Un equipo de la ETH Zúrich evaluó en ratones una molécula llamada Compuesto 10 y observó que disminuyó la muerte de neuronas. Los próximos pasos.
La Organización Mundial de la Salud (OMS) advirtió que la demencia es la séptima causa de defunción en el mundo y figura entre las principales causas de discapacidad y dependencia en personas mayores.
Es el resultado de diversas enfermedades y lesiones que afectan el cerebro y el Alzheimer es la forma más frecuente: puede representar entre el 60% y el 70% de los casos.
Ahora, un equipo de la ETH Zúrich desarrolló el Compuesto10, una molécula que en pruebas con ratones logró ralentizar la progresión del Alzheimer al reducir la muerte de neuronas y prolongar la supervivencia de los animales.
La investigación ya completó su etapa básica y sus autores solicitaron una patente para la sustancia. Según Ursula Quitterer, profesora de farmacología molecular en ETH Zúrich, el siguiente paso es avanzar en el desarrollo del fármaco.
El trabajo tardó casi 20 años porque el equipo estudió una enfermedad asociada a la edad y trabajó con ratones de entre 1,5 y 2 años, una franja en la que cada experimento también requiere entre 1,5 y 2 años para producir resultados que permitan diseñar el siguiente.
El origen del proyecto se remonta a muestras de tejido cerebral obtenidas durante cirugías de tumores y enviadas a Quitterer por un médico y colega del Hospital Universitario Ain Shams en El Cairo. Esas muestras correspondían tanto a personas con demencia como a pacientes sin demencia.

La enzima GRK2 apareció como una nueva diana terapéutica
A partir de análisis moleculares de esos tejidos y de estudios en ratones, el equipo de Ursula Quitterer identificó un papel central de la enzima GRK2 en la demencia. Los investigadores publicaron sus resultados en la revista Cell Reports Medicine.
GRK2 es una proteína reguladora que ayuda a las células a responder a señales, estrés y tensión. Actúa en distintos órganos, incluido el cerebro, donde contribuye al funcionamiento de las células nerviosas.
El grupo encontró que en las células existen dos formas de GRK2: una normal y funcional, y otra inactivada por el metabolismo celular. En el tejido cerebral de pacientes con demencia, de acuerdo con el equipo de Quitterer, la forma inactiva aparecía en grandes cantidades, un hallazgo que también observaron en un modelo murino de Alzheimer.
Los investigadores demostraron además que esa GRK2 inactiva forma agregados dentro de las células cerebrales. Esos agregados se depositan en las mitocondrias y las dañan.

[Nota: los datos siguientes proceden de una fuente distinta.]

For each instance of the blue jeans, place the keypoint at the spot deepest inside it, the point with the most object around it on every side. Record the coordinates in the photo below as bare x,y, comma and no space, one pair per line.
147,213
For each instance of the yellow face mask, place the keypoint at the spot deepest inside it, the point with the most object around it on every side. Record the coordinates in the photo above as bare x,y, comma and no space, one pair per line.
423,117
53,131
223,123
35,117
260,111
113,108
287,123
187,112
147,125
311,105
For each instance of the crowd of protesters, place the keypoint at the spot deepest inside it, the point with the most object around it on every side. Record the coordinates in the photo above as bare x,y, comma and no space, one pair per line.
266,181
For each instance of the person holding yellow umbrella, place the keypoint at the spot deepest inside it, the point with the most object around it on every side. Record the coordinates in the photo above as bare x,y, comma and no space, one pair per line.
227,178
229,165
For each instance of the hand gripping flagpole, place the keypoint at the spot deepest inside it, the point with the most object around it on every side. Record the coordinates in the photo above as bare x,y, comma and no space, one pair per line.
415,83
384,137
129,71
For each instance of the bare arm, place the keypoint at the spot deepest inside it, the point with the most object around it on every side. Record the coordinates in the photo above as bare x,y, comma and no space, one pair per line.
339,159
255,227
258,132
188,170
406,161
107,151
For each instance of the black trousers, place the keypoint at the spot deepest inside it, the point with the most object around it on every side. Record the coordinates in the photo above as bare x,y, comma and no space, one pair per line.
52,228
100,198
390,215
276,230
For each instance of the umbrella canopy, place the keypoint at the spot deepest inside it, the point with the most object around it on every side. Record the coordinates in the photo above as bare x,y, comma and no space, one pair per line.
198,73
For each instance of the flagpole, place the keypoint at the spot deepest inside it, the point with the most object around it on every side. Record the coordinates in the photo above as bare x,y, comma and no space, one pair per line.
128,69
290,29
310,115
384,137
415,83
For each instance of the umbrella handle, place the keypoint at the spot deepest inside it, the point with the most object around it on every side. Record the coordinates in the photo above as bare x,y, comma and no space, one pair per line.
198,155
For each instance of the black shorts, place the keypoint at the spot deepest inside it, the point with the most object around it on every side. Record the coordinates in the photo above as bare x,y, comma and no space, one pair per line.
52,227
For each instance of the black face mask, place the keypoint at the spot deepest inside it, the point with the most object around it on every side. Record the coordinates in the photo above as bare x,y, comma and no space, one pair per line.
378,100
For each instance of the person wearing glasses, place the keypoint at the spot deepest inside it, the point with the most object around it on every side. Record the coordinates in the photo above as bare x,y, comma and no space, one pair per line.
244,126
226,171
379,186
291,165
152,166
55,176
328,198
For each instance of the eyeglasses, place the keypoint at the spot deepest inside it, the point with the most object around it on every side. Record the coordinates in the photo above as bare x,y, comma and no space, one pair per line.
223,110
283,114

Quitterer explicó que: “Los agregados de GRK2 bloquean los poros de las mitocondrias, reduciendo la cantidad de energía que pueden suministrar y provocando una situación de estrés dentro de las células”.
Según los experimentos en ratones citados por ETH Zúrich, la forma inactiva de GRK2 también promueve la producción de beta-amiloide, un fragmento de proteína considerado una de las principales causas del Alzheimer. El equipo describió un circuito de retroalimentación en el que el beta-amiloide somete a presión a las neuronas y esa presión favorece la formación de más GRK2 inactiva y agregada.
Para interrumpir ese círculo, los investigadores desarrollaron varios compuestos químicos y los probaron en cultivos celulares y en ratones. Entre ellos, el compuesto 10 fue el más eficaz para impedir que las moléculas de GRK2 formaran agregados.

Al bloquear la agregación de GRK2, el compuesto 10 permitió que las mitocondrias funcionaran mejor, redujo el depósito de beta-amiloide y ayudó a que las neuronas conservaran su función y evitaran la muerte celular.
En los animales, el efecto no se limitó al sistema nervioso. El equipo observó mejoras en la función cardíaca y en procesos de envejecimiento, y señaló que los ratones tratados desarrollaron menos canas en la vejez.
Quitterer atribuyó la duración del proyecto a la propia naturaleza de la investigación sobre Alzheimer. “Tardó tanto simplemente porque todo lleva mucho tiempo en la investigación del Alzheimer”, dijo.
La investigadora añadió que: “Todo es mucho más lento que en la investigación del cáncer, por ejemplo”. También sostuvo que la identificación de esta diana abre una posibilidad distinta a la de los tratamientos existentes: “Por eso es tan importante que hayamos identificado una nueva proteína diana, la GRK2, así como un ingrediente activo que actúa a través de la GRK2 y, por lo tanto, mediante un mecanismo diferente al de los fármacos existentes para el Alzheimer”.
Según Quitterer, el uso del compuesto 10 en combinación con otros medicamentos podría algún día mejorar la calidad de vida de los pacientes.